EmitenNews.com - Setiap bulan Juni, para pengelola dana triliunan dolar di Wall Street dan London selalu duduk manis memperhatikan satu pengumuman: MSCI Market Classification Review.

Bagi bursa saham di seluruh dunia, pengumuman ini bukan sekadar rilis berita biasa. Ini adalah seperti "titah dewa". Jika MSCI menaikkan status bursa suatu negara, uang triliunan rupiah dari Index Fund global akan masuk secara otomatis ke negara tersebut tanpa perlu diminta. Sebaliknya, jika statusnya diturunkan, saham-saham di negara itu akan dijual paksa (forced sell) secara masif.

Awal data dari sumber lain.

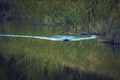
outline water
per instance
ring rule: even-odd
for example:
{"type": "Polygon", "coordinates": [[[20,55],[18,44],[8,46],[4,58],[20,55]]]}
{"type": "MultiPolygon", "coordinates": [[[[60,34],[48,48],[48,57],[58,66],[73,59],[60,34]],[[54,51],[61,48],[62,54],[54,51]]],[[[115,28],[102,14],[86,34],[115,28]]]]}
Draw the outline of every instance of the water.
{"type": "Polygon", "coordinates": [[[120,80],[119,46],[70,31],[67,25],[2,21],[0,80],[120,80]]]}

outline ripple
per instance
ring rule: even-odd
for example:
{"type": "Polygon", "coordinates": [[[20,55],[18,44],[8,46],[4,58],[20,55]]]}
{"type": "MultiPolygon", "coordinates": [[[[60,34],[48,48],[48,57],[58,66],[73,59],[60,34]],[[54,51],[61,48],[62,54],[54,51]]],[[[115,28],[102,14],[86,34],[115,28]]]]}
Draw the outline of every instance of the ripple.
{"type": "Polygon", "coordinates": [[[43,40],[51,40],[51,41],[80,41],[80,40],[89,40],[89,39],[95,39],[97,38],[96,35],[91,35],[87,37],[79,37],[79,36],[53,36],[53,37],[47,37],[47,36],[29,36],[29,35],[12,35],[12,34],[0,34],[2,37],[21,37],[21,38],[36,38],[36,39],[43,39],[43,40]]]}

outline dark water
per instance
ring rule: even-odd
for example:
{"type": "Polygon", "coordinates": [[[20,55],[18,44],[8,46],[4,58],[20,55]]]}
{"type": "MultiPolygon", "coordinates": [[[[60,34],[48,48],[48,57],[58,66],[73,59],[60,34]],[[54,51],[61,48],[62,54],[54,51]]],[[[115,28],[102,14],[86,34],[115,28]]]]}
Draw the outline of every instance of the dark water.
{"type": "MultiPolygon", "coordinates": [[[[0,34],[90,37],[70,32],[67,25],[0,22],[0,34]]],[[[102,44],[98,37],[64,42],[0,36],[0,80],[120,80],[119,74],[120,46],[102,44]]]]}

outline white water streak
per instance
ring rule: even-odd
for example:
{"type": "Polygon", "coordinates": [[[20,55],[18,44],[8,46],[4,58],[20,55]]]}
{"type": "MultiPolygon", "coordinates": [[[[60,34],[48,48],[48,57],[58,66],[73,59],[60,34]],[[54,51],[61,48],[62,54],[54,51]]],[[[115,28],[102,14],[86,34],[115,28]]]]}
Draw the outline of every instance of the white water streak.
{"type": "Polygon", "coordinates": [[[21,37],[21,38],[37,38],[37,39],[44,39],[44,40],[52,40],[52,41],[80,41],[80,40],[88,40],[88,39],[95,39],[97,38],[96,35],[91,35],[89,37],[78,37],[78,36],[53,36],[53,37],[46,37],[46,36],[28,36],[28,35],[10,35],[10,34],[0,34],[3,37],[21,37]]]}

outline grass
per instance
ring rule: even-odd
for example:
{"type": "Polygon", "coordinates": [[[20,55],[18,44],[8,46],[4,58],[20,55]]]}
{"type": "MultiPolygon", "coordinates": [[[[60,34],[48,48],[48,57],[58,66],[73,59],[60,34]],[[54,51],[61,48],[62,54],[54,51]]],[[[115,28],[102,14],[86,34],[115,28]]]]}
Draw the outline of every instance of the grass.
{"type": "MultiPolygon", "coordinates": [[[[9,27],[11,27],[7,31],[9,34],[43,35],[45,33],[46,36],[54,34],[54,27],[50,29],[50,27],[21,23],[12,23],[9,27]],[[15,29],[16,26],[18,28],[15,29]]],[[[1,69],[8,68],[3,76],[7,76],[6,74],[12,71],[13,73],[7,77],[13,80],[39,78],[42,80],[56,80],[56,78],[87,80],[89,76],[90,79],[97,80],[119,79],[119,54],[115,56],[115,52],[107,50],[97,40],[54,42],[4,37],[0,39],[0,45],[0,55],[3,55],[5,61],[0,67],[1,69]]]]}

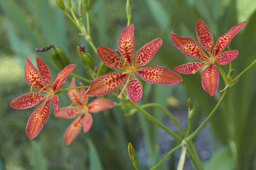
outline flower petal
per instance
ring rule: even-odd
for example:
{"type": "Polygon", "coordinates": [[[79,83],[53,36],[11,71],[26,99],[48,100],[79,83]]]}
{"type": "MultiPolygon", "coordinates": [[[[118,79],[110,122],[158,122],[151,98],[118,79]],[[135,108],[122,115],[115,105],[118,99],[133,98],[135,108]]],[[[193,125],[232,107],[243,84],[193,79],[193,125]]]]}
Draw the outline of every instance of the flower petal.
{"type": "Polygon", "coordinates": [[[137,103],[142,97],[142,87],[140,82],[133,74],[126,88],[129,99],[133,102],[137,103]]]}
{"type": "Polygon", "coordinates": [[[83,132],[88,132],[92,124],[92,116],[90,113],[86,114],[85,120],[83,121],[83,132]]]}
{"type": "Polygon", "coordinates": [[[196,33],[197,40],[209,54],[211,53],[211,47],[213,42],[213,38],[211,32],[207,25],[201,19],[196,23],[196,33]]]}
{"type": "MultiPolygon", "coordinates": [[[[75,83],[75,78],[72,77],[70,86],[69,87],[76,87],[76,83],[75,83]]],[[[75,88],[68,90],[68,95],[69,97],[70,100],[76,105],[81,106],[83,105],[80,95],[79,94],[79,90],[78,88],[75,88]]]]}
{"type": "Polygon", "coordinates": [[[237,50],[228,50],[222,53],[215,60],[220,65],[225,65],[235,59],[239,53],[237,50]]]}
{"type": "Polygon", "coordinates": [[[54,111],[58,112],[59,110],[59,96],[58,96],[58,95],[54,95],[52,97],[52,102],[53,103],[54,111]]]}
{"type": "Polygon", "coordinates": [[[223,35],[219,37],[214,47],[214,55],[218,56],[221,53],[223,49],[230,44],[234,37],[238,33],[243,27],[247,23],[247,21],[242,23],[231,28],[223,35]]]}
{"type": "Polygon", "coordinates": [[[195,74],[208,63],[207,62],[188,63],[178,66],[175,66],[174,70],[180,73],[195,74]]]}
{"type": "Polygon", "coordinates": [[[200,55],[207,56],[198,44],[189,37],[179,37],[177,34],[171,33],[173,42],[175,46],[183,54],[189,57],[204,60],[200,55]]]}
{"type": "Polygon", "coordinates": [[[182,78],[179,75],[159,65],[143,67],[137,73],[146,82],[155,84],[172,85],[182,81],[182,78]]]}
{"type": "Polygon", "coordinates": [[[156,38],[141,47],[136,54],[135,66],[145,65],[149,63],[162,46],[163,41],[156,38]]]}
{"type": "Polygon", "coordinates": [[[100,59],[106,65],[113,69],[123,69],[124,65],[119,55],[113,50],[107,47],[101,47],[97,49],[100,59]]]}
{"type": "Polygon", "coordinates": [[[58,90],[66,82],[66,78],[71,73],[76,66],[76,65],[75,64],[68,65],[58,73],[52,84],[54,92],[57,92],[58,90]]]}
{"type": "Polygon", "coordinates": [[[51,98],[48,98],[33,112],[28,119],[26,133],[29,139],[36,137],[43,128],[49,118],[51,98]]]}
{"type": "Polygon", "coordinates": [[[28,57],[25,64],[25,78],[28,84],[33,86],[34,87],[38,90],[41,89],[45,86],[40,77],[39,73],[28,57]]]}
{"type": "Polygon", "coordinates": [[[10,103],[10,106],[17,109],[27,109],[45,100],[47,97],[47,95],[43,95],[36,93],[28,93],[14,99],[10,103]],[[34,94],[36,100],[33,97],[34,94]]]}
{"type": "Polygon", "coordinates": [[[64,133],[64,140],[67,145],[69,145],[71,144],[81,131],[82,125],[85,117],[84,114],[78,117],[66,130],[64,133]]]}
{"type": "Polygon", "coordinates": [[[135,51],[135,37],[133,30],[134,27],[132,23],[124,28],[120,34],[117,42],[117,47],[121,56],[125,59],[127,58],[127,63],[132,66],[135,51]]]}
{"type": "Polygon", "coordinates": [[[51,72],[47,65],[38,56],[36,58],[37,69],[43,82],[46,85],[51,84],[51,72]]]}
{"type": "Polygon", "coordinates": [[[204,90],[212,96],[219,85],[220,73],[217,67],[213,64],[206,68],[202,73],[202,86],[204,90]]]}
{"type": "Polygon", "coordinates": [[[55,112],[54,116],[63,118],[73,118],[79,114],[82,113],[83,109],[68,106],[62,107],[58,112],[55,112]]]}
{"type": "Polygon", "coordinates": [[[97,98],[88,105],[89,112],[97,113],[112,108],[114,103],[105,98],[97,98]]]}
{"type": "Polygon", "coordinates": [[[122,75],[122,73],[112,72],[99,77],[91,82],[85,94],[99,96],[114,91],[128,78],[128,74],[122,75]]]}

Pada review 23 Juni 2026, dua negara Asia mendapat sorotan paling tajam dengan nasib yang bertolak belakang: Korea Selatan gagal promosi, dan Indonesia diancam degradasi.

Baca Juga: Tok! Pengumuman MSCI Pastikan Indonesia Masih di Emerging Market

Sebelum membedah kasus keduanya, kita harus paham dulu satu hal mendasar: Sebenarnya pakai kacamata apa MSCI menilai sebuah negara?

Prinsip "Lidah Juri Michelin Star"

Dalam dokumen resminya, MSCI menggunakan tiga pilar penilaian:

  1. Pembangunan Ekonomi (Pendapatan per kapita negara).

  2. Ukuran & Likuiditas Pasar (Jumlah emiten besar dan seberapa sering sahamnya ditransaksikan).

  3. Aksesibilitas Pasar (Market Accessibility).